Illegal parking lot highlights silt problems in area streams

KENMORE — As Eric Adman paddled a canoe into the mouth of Swamp Creek , he was passing over water that likely originated in rivulets and streams far to the north in Snohomish County.

The creek’s most distant headwaters lie 12 miles away, along the eastern edge of Paine Field in south Everett. Scriber Creek in Lynnwood also is a major tributary.

After it rains in Everett, it can flood in Kenmore. The King County suburb at the top of Lake Washington has long had to cope with increases in water flows and sediment.

“It’s been an ongoing threat ever since the watershed started to urbanize,” Adman said.

Development in places such as Everett and Lynnwood is the main culprit in wiping out once-healthy salmon runs on these waters. With more roofs, parking lots and other hard surfaces nearby, water enters the stream system more quickly. High flows worsen erosion and bring more pollution. The erosion puts more silt into the water column, making it inhospitable for fish. As sediment collects, homes and streets downstream face a greater risk of flooding.

In Kenmore, they know this all too well. A decade ago, the city completed $10 million worth of projects to handle flooding on its stretch of Swamp Creek. The work included raising parts of the 73rd Avenue SE corridor and building a new bridge over the road. The city bought up flood-prone properties and improved a sediment pond in Wallace Swamp Creek Park. Still, Kenmore spends an average of $100,000 per year to dredge the creek, said Kris Overleese, the city’s public works director and city engineer.

“This is not Kenmore’s sediment. It’s coming from upstream,” Overleese said. “I like to tell people that water doesn’t stop at the county line.”

About 95 percent of the creek’s watershed lies north of the county line.

Kenmore was a bit player in a recent legal settlement with Snohomish County involving water runoff around Paine Field.

Two regional environmental groups had filed a Clean Water Act lawsuit over a parking lot on Paine Field property. One plaintiff was the the Sno-King Watershed Council, where Adman serves as president. The other was the Seattle-based Waste Action Project. The city provided a $3,000 grant to help pay for a wetland study used to challenge Snohomish County’s stormwater plans.

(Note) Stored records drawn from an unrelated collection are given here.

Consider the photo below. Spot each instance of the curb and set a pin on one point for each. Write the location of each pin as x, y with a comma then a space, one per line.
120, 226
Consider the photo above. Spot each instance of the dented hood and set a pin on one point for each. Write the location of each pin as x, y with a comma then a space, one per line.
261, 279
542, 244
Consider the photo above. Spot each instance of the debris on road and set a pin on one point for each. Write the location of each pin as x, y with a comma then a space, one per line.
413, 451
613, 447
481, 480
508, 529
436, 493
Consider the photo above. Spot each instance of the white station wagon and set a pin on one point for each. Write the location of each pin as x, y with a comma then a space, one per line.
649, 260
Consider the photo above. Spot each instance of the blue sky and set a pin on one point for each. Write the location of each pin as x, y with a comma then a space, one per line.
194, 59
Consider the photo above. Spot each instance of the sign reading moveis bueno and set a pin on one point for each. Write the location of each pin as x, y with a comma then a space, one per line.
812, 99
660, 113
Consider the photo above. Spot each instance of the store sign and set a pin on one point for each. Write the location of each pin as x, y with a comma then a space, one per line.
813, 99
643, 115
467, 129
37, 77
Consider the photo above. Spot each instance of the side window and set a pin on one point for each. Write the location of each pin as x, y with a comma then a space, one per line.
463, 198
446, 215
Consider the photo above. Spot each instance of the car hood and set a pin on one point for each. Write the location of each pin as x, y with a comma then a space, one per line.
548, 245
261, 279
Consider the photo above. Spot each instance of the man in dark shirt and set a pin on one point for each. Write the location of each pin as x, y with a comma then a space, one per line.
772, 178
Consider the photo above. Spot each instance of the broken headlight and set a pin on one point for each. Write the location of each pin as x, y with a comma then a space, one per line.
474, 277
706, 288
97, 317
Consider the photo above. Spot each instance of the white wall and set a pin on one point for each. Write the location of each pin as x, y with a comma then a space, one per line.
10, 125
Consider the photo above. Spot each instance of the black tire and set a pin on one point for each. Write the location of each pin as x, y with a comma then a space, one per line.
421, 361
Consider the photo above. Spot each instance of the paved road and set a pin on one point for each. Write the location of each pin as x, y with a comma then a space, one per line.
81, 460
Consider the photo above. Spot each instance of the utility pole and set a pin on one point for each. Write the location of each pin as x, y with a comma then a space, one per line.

The contested lot on 100th Street SW, east of Airport Road, isn’t directly connected to the main part of the county-run airport. Starting in 2014, the county leased it to Hoffman Construction, the main contractor building facilities for the successor to Boeing’s 777.

The environmental groups accused the county of allowing Hoffman to build 5 acres of gravel parking without taking steps to control runoff.

“The long and short of it is that the airport allowed them to do construction work without a permit,” said Bill Lider, an engineer and watershed council board member from Lynnwood who’s been active in local environmental causes.

The groups learned about the parking lot while appealing the county’s plans to alter an adjacent wetland. The environmentalists labeled the county plan a detention pond; the county called it an enhanced wetland.

The sides resolved their dispute through a federal agreement known as a consent decree. They made it final in November. The county admitted no wrong.

The accord sets aside $125,000 for rain gardens. That money would likely pay for at least 20, located according to a ranking system for where they would have the most impact, probably in the upper reaches of the Swamp Creek drainage basin. They would be designed to slow the rate at which water flows downstream and to filter out some pollutants.

The county also agreed to pay $35,000 for legal costs. It withdrew permits for the wetland project and put a conservation easement in place. Finally, the county had crews remove crushed rock from the parking lot and put down grass seed.

“Now it looks like a green pasture,” Lider said.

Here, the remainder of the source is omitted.